Rythmes scolaires: des syndicats s'inquiètent de la méthode de Chatel

Le syn­di­cat des ensei­gnants (SE) de l'Unsa et le Sgen-CFDT ont cha­cun cri­ti­qué mardi la méthode choi­sie par le ministre de l'Education natio­nale, Luc Chatel, pour faire évoluer les rythmes sco­laires, après la remise d'un rap­port sur le sujet.

Lundi, M. Chatel a annoncé à l'AFP que sur deux sujets, rac­cour­cir les congés d'été et accor­der aux écoliers et col­lé­giens une vraie pause déjeu­ner, il allait ouvrir des "concer­ta­tions" avec les syn­di­cats pour annon­cer "à l'automne" des déci­sions qui pour­raient entrer en vigueur à la ren­trée 2013.

Le rap­port sur les rythmes a aussi prôné le retour à la semaine de quatre jours et demi en pri­maire, une baisse des horaires quo­ti­diens de classe (cinq heures du CP à la 5e) et une pré­sence pour tous de 8h30 à 17h à l'école et au col­lège, avec accom­pa­gne­ment éduca­tif "obli­ga­toire" après les cours.

Pour le SE-Unsa, "ce dos­sier des rythmes ne souffre pas un trai­te­ment à la découpe, où pour des motifs élec­to­ra­listes, seules quelques mesures emblé­ma­tiques et déma­go­giques seraient annoncées".
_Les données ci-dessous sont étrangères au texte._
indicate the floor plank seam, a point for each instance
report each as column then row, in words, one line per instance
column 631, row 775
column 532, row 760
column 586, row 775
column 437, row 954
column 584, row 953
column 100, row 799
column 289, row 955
"Instruit par le cala­mi­teux pas­sage à la semaine de quatre jours imposé par Xavier Darcos, le ministre (Luc Chatel, ndlr) ne peut igno­rer que les mesures sim­plistes et les pas­sages en force sont à pros­crire", ajoute-t-il.

"La balle est main­te­nant dans le camp du ministre", mais "d'un côté, il annonce une large concer­ta­tion dès la ren­trée et de l'autre, il ne retient que deux pro­po­si­tions sur les­quelles agir rapi­de­ment : la pause méri­dienne et le rac­cour­cis­se­ment des vacances d'été", relève le syndicat.

La jour­née, la semaine et l'organisation de l'année sont en effet "autant de leviers à action­ner simul­ta­né­ment si l'on veut que les évolu­tions aient du sens. C'est ainsi que la réor­ga­ni­sa­tion des périodes de congés peut per­mettre de modi­fier le temps de pré­sence jour­na­lier des élèves", ajoute-t-il.

Pour le Sgen-CFDT, "ça com­mence mal!", car "si le ministre veut un débat de qua­lité pour pro­lon­ger le rap­port sur les rythmes, il faut qu'il renonce à ne choi­sir que les pro­po­si­tions qui l'arrangent parmi celles dont l'intérêt prin­ci­pal est jus­te­ment la cohérence".

"La ques­tion des rythmes, et par­ti­cu­liè­re­ment l'hypothèse des deux semaines de vacances en moins, ne doivent pas être l'occasion de la mise en scène d'un conflit avec le monde ensei­gnant pour recon­qué­rir l'opinion publique en vue de l'élection pré­si­den­tielle!", conclut le syndicat.